O entendimento é do desembargador Souza Meirelles, da 12ª Câmara de Direito Público do Tribunal de Justiça de São Paulo, ao conceder Habeas Corpus preventivo impetrado por um advogado contra o decreto municipal de São José do Rio Preto, que instituiu lockdown na cidade.

O advogado sustentou que o decreto restringia sua liberdade de locomoção — argumento que foi acolhido pelo desembargador.
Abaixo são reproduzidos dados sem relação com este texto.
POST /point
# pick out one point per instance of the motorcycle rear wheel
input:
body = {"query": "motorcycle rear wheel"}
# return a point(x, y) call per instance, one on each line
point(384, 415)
Para Meirelles, o prefeito é "absolutamente incompetente" para suspender ou negar as garantias e os direitos fundamentais previstos na Constituição Federal e ainda aplicar quaisquer penalidades.

"Se é certo que os municípios detêm poderes concorrentes para enfrentar a tragédia sanitária que vivenciamos, inconfutável é que deve fazê-lo em confinamento a medidas de natureza estritamente sanitária, não se podendo consentir que aos prefeitos sejam delegados poderes constitucionais, muito menos, e aqui bate o ponto, para suprimir franquias liberais historicamente conquistadas às duras penas na marcha ascendente da civilização, muito menos por meio de simples decreto", afirmou Meirelles.

Para o relator, medidas como a restrição da circulação em vias públicas e o toque de recolher fogem "ao espectro do peculiar interesse do município" e não poderiam ter sido adotadas pela Prefeitura de São José do Rio Preto, configurando "evidente constrangimento" ao advogado que impetrou o HC preventivo. 

"As medidas emergenciais adotadas para conter a disseminação do temível vírus, a despeito do estado de necessidade nacional, não se delineiam providas de força política e legitimidade científica para revogar nem suspender os preceitos fundamentais indelevelmente grafados na Sexta Carta Republicana", completou.

O desembargador afirmou ainda que é exatamente nestes períodos de calamidade ou comoção nacional que os direitos humanos precisam ser mais severamente protegidos "porquanto neles as vocações totalitárias tendem a aflorar sob os disfarces da temporariedade e da excepcionalidade visando a forjar-se aparente justificativa para a ruptura da ordem jurídica".

Meirelles chamou o decreto de São José do Rio Preto de "bizarro Estado de Sítio Municipal" e disse que a liberdade de locomoção é um direito absoluto, que não pode ser flexibilizado. Assim, concedeu o HC preventivo para garantir ao impetrante a liberdade plena de locomoção nos limites territoriais do município sem incorrer em penalidades.

"As coisas começam já a perder contornos de legitimidade e as hesitações passam a ganhar terreno à medida em que 'decretar' limitações à liberdade dos concidadãos no Estado de Direito Democrático e Constitucional, uma vez verificada a premente necessidade estatal, pertence ao Excelentíssimo Senhor presidente da República e não ao prefeito, em consonância à Carta-Mãe, na qual todas as estruturas de exceção e emergência estão nela personificadas, enumeradas e consagradas através do Estado de Defesa e Estado de Sítio, com vistas a controlar 'comoção grave de repercussão nacional', quão se apresenta o momento da pandemia da Covid-19", finalizou.